In Earth's Service (Mapped Space Book 2) (30 page)

“He is here,” Vrate said, motioning toward me.

My image must have become visible to Hazrik,
because he leaned forward studying me closely. “I told you we would meet
again.”

“And here I thought all snakeheads were liars,” I
replied lightly.

“My daughter waits for you on Kif-atah.
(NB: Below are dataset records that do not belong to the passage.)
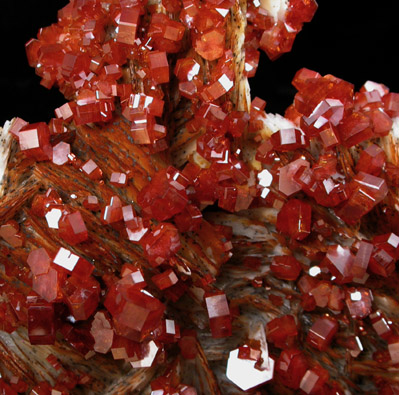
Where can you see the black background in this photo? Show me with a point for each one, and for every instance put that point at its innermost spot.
(354, 40)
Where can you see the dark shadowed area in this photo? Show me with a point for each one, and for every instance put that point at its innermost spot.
(356, 44)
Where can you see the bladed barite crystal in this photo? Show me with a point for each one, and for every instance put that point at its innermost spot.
(110, 248)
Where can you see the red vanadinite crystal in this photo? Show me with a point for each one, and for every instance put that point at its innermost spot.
(298, 200)
(188, 344)
(81, 296)
(291, 366)
(219, 314)
(135, 313)
(11, 234)
(321, 333)
(34, 140)
(282, 331)
(366, 192)
(165, 195)
(41, 325)
(165, 279)
(161, 243)
(73, 229)
(294, 219)
(285, 267)
(39, 261)
(339, 260)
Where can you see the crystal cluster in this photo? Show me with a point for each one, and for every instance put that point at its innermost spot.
(131, 265)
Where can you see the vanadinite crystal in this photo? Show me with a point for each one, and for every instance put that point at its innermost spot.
(164, 220)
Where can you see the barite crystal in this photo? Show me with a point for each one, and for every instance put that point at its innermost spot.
(219, 314)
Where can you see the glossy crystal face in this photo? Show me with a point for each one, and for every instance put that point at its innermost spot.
(164, 219)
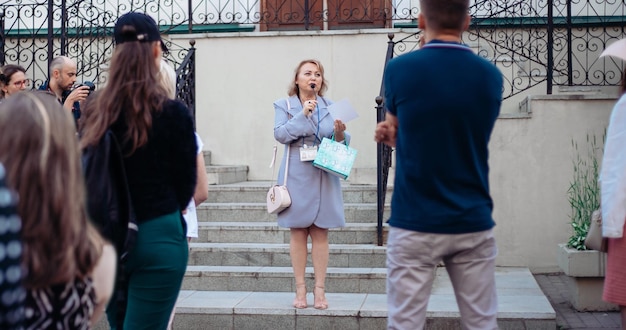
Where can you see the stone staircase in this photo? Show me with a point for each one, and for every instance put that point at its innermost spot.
(240, 277)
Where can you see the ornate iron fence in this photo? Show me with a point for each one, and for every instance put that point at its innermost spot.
(33, 33)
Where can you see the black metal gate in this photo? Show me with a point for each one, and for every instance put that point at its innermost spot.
(33, 33)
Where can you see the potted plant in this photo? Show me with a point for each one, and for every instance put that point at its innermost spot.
(584, 267)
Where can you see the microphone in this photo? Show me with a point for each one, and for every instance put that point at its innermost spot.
(313, 88)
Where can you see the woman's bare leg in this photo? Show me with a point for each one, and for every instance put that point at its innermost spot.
(319, 254)
(298, 253)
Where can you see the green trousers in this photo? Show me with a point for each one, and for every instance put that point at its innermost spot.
(154, 271)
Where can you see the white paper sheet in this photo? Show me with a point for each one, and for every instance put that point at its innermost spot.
(342, 110)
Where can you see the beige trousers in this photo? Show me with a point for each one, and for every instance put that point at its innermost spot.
(470, 261)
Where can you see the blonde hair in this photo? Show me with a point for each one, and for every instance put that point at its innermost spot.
(293, 87)
(39, 148)
(167, 76)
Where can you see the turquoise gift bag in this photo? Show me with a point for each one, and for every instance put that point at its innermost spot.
(335, 158)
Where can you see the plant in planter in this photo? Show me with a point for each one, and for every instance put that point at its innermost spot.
(585, 268)
(583, 193)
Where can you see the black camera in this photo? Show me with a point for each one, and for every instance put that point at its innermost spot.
(89, 84)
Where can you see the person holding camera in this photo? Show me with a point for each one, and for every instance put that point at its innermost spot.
(12, 80)
(61, 84)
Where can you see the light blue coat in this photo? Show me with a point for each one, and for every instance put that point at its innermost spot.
(316, 196)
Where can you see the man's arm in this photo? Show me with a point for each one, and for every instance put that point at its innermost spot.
(386, 130)
(77, 95)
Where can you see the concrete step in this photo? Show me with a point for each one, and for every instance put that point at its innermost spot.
(521, 305)
(207, 157)
(277, 255)
(255, 192)
(223, 174)
(269, 232)
(280, 279)
(257, 212)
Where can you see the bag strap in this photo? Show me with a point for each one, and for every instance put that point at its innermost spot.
(287, 156)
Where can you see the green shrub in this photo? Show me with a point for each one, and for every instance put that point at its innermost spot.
(584, 190)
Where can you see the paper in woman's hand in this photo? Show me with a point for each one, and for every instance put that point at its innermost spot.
(342, 110)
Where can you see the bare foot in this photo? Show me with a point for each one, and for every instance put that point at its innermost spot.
(320, 298)
(300, 300)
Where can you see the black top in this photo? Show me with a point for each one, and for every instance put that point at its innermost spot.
(60, 307)
(162, 173)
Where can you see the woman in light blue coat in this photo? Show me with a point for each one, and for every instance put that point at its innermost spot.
(302, 120)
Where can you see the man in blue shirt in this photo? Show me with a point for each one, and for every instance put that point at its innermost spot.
(442, 103)
(61, 85)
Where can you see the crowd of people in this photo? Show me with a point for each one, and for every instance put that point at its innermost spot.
(71, 257)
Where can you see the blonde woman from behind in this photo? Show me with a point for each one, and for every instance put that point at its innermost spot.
(70, 267)
(168, 79)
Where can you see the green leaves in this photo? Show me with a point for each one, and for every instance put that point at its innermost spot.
(583, 193)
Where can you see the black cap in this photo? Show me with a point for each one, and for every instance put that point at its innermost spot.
(145, 29)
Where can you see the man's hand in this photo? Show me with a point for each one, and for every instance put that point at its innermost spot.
(79, 94)
(387, 130)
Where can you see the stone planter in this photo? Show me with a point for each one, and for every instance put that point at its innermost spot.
(586, 273)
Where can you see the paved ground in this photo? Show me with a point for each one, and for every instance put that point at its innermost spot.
(554, 287)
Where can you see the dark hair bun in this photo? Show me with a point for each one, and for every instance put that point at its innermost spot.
(129, 33)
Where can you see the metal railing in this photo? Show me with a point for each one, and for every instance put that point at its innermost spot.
(33, 33)
(551, 42)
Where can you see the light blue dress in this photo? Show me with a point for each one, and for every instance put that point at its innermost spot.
(316, 196)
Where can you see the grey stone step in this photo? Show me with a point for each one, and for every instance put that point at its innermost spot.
(277, 255)
(269, 232)
(223, 174)
(280, 279)
(257, 212)
(521, 305)
(255, 192)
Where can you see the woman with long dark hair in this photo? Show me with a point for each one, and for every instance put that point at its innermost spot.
(157, 139)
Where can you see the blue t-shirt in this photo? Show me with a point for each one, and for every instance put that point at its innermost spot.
(446, 99)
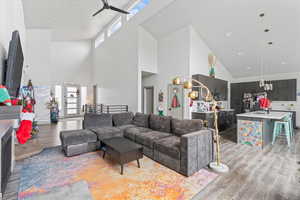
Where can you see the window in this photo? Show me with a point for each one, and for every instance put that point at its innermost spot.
(58, 95)
(99, 40)
(137, 7)
(116, 25)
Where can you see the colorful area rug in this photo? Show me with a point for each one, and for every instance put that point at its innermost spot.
(51, 169)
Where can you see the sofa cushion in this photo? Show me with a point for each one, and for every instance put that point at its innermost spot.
(169, 146)
(92, 120)
(181, 127)
(148, 138)
(160, 123)
(130, 133)
(74, 137)
(120, 119)
(107, 132)
(124, 127)
(141, 120)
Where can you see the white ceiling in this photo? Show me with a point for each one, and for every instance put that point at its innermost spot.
(69, 19)
(241, 53)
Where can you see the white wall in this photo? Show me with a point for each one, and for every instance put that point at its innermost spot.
(39, 56)
(182, 53)
(116, 61)
(279, 105)
(71, 62)
(199, 52)
(11, 19)
(173, 60)
(57, 62)
(116, 69)
(147, 51)
(199, 58)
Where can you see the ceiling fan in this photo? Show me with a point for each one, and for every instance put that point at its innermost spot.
(109, 7)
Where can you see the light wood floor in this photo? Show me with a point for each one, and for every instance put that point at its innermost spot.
(269, 174)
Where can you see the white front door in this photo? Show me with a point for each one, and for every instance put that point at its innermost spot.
(72, 100)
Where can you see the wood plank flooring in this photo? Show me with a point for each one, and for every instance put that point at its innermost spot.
(269, 174)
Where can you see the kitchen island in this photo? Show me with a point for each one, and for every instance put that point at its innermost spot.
(256, 128)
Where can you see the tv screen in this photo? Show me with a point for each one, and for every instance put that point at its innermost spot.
(14, 67)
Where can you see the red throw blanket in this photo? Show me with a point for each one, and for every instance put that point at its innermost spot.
(25, 129)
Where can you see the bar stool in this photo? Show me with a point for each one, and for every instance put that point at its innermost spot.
(286, 124)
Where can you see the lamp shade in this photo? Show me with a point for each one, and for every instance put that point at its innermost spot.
(176, 81)
(193, 95)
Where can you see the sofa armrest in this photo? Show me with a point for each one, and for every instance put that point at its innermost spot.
(196, 150)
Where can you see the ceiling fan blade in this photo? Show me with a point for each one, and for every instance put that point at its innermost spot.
(99, 11)
(118, 10)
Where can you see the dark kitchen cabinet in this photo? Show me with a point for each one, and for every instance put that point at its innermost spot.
(283, 90)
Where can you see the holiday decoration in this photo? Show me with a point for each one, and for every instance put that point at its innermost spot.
(25, 129)
(160, 110)
(4, 96)
(52, 105)
(28, 126)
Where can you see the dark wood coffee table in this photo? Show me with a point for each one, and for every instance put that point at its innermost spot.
(122, 151)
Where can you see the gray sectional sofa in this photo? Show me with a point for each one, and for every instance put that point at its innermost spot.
(182, 145)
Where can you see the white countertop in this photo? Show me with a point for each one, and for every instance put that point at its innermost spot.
(257, 114)
(224, 110)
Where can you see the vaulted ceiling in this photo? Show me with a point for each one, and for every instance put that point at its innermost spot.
(69, 19)
(234, 31)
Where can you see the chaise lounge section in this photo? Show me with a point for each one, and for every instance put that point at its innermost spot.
(182, 145)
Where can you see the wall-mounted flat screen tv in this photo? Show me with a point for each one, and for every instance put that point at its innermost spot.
(12, 74)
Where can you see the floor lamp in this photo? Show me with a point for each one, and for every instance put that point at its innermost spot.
(188, 84)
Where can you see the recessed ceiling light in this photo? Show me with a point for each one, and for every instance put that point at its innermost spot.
(228, 34)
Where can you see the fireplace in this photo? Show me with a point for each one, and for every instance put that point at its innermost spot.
(6, 158)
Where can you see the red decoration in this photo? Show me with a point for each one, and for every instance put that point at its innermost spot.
(24, 131)
(175, 102)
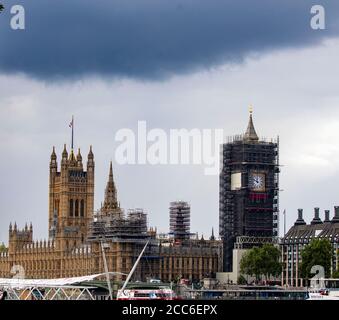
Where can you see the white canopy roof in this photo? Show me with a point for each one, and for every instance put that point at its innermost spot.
(60, 282)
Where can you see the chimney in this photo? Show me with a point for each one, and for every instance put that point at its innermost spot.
(316, 219)
(336, 214)
(300, 220)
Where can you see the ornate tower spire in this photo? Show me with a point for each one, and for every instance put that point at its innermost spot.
(79, 158)
(64, 153)
(110, 202)
(250, 134)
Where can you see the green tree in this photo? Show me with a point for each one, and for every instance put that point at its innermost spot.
(264, 261)
(270, 257)
(317, 252)
(242, 280)
(335, 274)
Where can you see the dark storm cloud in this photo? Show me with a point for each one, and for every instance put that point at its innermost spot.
(151, 38)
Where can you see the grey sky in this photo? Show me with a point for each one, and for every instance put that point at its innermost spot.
(150, 38)
(290, 80)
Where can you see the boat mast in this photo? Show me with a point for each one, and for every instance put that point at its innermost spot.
(134, 267)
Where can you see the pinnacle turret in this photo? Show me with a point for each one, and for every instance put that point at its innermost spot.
(250, 134)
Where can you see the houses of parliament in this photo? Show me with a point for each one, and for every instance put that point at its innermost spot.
(82, 239)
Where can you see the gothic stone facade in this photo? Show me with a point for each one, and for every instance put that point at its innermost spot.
(68, 252)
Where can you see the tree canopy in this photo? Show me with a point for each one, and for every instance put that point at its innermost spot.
(317, 252)
(263, 261)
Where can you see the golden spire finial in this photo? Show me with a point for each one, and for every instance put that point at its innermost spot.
(250, 109)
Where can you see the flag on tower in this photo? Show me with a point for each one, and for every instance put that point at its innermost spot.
(71, 125)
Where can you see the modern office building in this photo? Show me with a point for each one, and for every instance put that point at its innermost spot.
(300, 235)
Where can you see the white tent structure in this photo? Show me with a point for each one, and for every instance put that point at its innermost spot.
(49, 289)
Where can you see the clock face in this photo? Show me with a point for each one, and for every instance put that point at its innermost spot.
(257, 182)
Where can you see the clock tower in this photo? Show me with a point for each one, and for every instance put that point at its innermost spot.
(249, 187)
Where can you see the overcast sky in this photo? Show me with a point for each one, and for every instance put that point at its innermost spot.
(175, 64)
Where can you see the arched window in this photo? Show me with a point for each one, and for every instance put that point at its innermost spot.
(82, 208)
(76, 208)
(71, 207)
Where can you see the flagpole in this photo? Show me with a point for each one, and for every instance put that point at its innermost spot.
(72, 131)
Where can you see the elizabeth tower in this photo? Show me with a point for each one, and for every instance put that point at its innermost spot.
(249, 189)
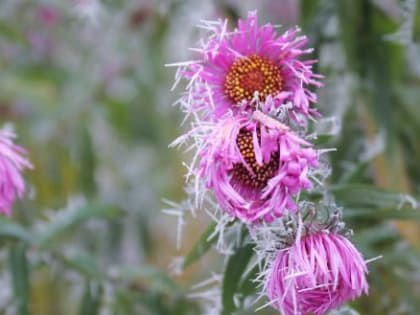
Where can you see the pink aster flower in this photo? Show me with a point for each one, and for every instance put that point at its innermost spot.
(238, 70)
(255, 166)
(319, 272)
(12, 163)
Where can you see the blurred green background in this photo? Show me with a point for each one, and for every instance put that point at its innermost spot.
(84, 84)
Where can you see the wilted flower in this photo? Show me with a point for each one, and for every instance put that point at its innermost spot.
(12, 163)
(238, 70)
(255, 166)
(319, 272)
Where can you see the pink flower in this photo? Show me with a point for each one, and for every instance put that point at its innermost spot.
(319, 272)
(255, 166)
(233, 67)
(12, 163)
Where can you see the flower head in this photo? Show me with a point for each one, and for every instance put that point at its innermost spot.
(12, 163)
(319, 272)
(238, 70)
(255, 166)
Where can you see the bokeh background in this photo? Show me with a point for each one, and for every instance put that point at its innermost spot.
(83, 83)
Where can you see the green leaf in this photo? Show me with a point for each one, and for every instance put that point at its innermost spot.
(149, 276)
(19, 271)
(87, 163)
(247, 285)
(201, 247)
(91, 299)
(355, 196)
(235, 267)
(83, 263)
(68, 220)
(381, 213)
(13, 230)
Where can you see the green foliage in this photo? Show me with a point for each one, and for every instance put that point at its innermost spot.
(91, 103)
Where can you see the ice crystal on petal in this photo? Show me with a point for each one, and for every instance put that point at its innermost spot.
(232, 67)
(255, 170)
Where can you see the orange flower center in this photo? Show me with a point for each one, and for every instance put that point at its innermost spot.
(251, 74)
(262, 173)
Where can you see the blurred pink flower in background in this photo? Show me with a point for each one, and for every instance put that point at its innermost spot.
(48, 15)
(12, 164)
(319, 272)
You
murdered her husband, now you will die by her hand, my gift to her.”

“That’ll give me plenty of time to kill you and
escape,” I said, relieved to discover I wasn’t going to die today.

“You will be on the Mataron homeworld in three
weeks,” Hazrik said, “and you will not escape.”

Knowing roughly how fast Mataron ships were, three
weeks to Kif-atah put us approximately twenty two thousand light years from
Mapped Space. It was a long way for the Black Sauria commander to come just to capture
me, and he’d brought three top of the line cruisers with him as escorts. I knew
he wanted me dead, but that seemed like overkill, even for a vengeful
snakehead.

“Transmit the data,” Vrate said.

“I will send a transport to collect Kade. When he
is aboard, you will have your payment.”

Vrate hesitated, but realized he had no choice.
“Agreed.”

Hazrik’s triangular face vanished, then I said,
“You can’t trust him.”

“But I can trust you?”

“I saved your life on Hardfall.”

“You almost got me killed trying to escape,” he
said as a small transport emerged from Hazrik’s cruiser and glided toward us.

“As soon as you hand me over, he’ll cheat you.”

“Betray the Kesarn once, never deal with us again.
He knows that.”

While the Mataron transport maneuvered to dock, Vrate
reached over his shoulder for his gun and leveled it at me. The pressure field pinning
me to the bulkhead dropped, then he motioned me to the passageway.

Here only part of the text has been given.